Lately, the term regenerative agriculture has become a new buzz word, but it is really not a new concept. Robert Rodale coined the term ‘regenerative organic agriculture’ in the late 1970s as an approach that encouraged continuous innovation and improvement. Breaking down the word, regenerate means to regrow or replace what is lost. In the context of agriculture, we generally think of regenerative as replacing soil carbon/organic matter that was lost due to soil tillage or overgrazing. Again, agriculture has made tremendous strides in replacing soil carbon with adoption of no-till and cover cropping practices, and management intensive grazing in the last 30 years.
There are other aspects of the ecosystem such as plant and animal biodiversity that also fall under the idea of regenerative agriculture. Researchers are beginning to understand how grassland and rangeland management impacts plant species composition and wildlife populations, and developing novel management strategies to such as patch burning to enhance plant and animal biodiversity.

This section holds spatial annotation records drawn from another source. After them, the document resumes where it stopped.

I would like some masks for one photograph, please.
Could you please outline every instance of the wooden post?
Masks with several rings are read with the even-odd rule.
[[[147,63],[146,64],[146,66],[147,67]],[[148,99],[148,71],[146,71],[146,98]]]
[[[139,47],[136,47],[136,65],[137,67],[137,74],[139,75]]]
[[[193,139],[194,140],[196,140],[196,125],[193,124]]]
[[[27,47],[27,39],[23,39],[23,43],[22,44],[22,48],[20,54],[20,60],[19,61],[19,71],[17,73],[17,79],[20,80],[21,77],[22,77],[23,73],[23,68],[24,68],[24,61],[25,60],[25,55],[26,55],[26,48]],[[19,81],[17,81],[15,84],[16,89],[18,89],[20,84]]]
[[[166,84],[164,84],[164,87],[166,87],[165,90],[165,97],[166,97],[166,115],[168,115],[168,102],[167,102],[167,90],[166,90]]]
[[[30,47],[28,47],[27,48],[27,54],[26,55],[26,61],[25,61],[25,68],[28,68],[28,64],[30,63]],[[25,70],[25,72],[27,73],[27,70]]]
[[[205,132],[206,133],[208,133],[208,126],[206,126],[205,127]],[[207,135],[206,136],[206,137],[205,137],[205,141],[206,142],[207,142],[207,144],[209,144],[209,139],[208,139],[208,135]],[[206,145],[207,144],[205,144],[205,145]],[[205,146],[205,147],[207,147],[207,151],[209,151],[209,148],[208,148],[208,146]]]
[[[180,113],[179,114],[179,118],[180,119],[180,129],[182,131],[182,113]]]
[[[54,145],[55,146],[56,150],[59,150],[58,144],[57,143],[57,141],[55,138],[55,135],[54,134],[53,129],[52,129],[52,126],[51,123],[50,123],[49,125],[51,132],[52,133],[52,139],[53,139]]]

Many of the agricultural management practices that we considered sustainable are also regenerative. Whether the practice is sustainable or regenerative depends on the context of the situation in which the practice is being used. All soils have a maximum attainable soil organic carbon content based on physical characteristics (clay content, bulk density) and climate (rainfall, temperature). For example, a rancher whose soil has reached its maximum attainable soil organic carbon and practices management intensive grazing is sustaining the level of carbon. A second rancher whose soil has not reached its maximum attainable soil organic carbon and practices management intensive grazing is regenerating the level of carbon. Thus, even though they are using the same management practice, the first rancher is practicing sustainable agriculture whereas the second rancher is practicing regenerative agriculture.
As with soil organic carbon, a maximum attainable level of other aspects of the ecosystem will be achieved with regenerative agriculture. At this point, we will move from replacing what was lost to maintaining the new level, and from regenerative agriculture to sustainable agriculture.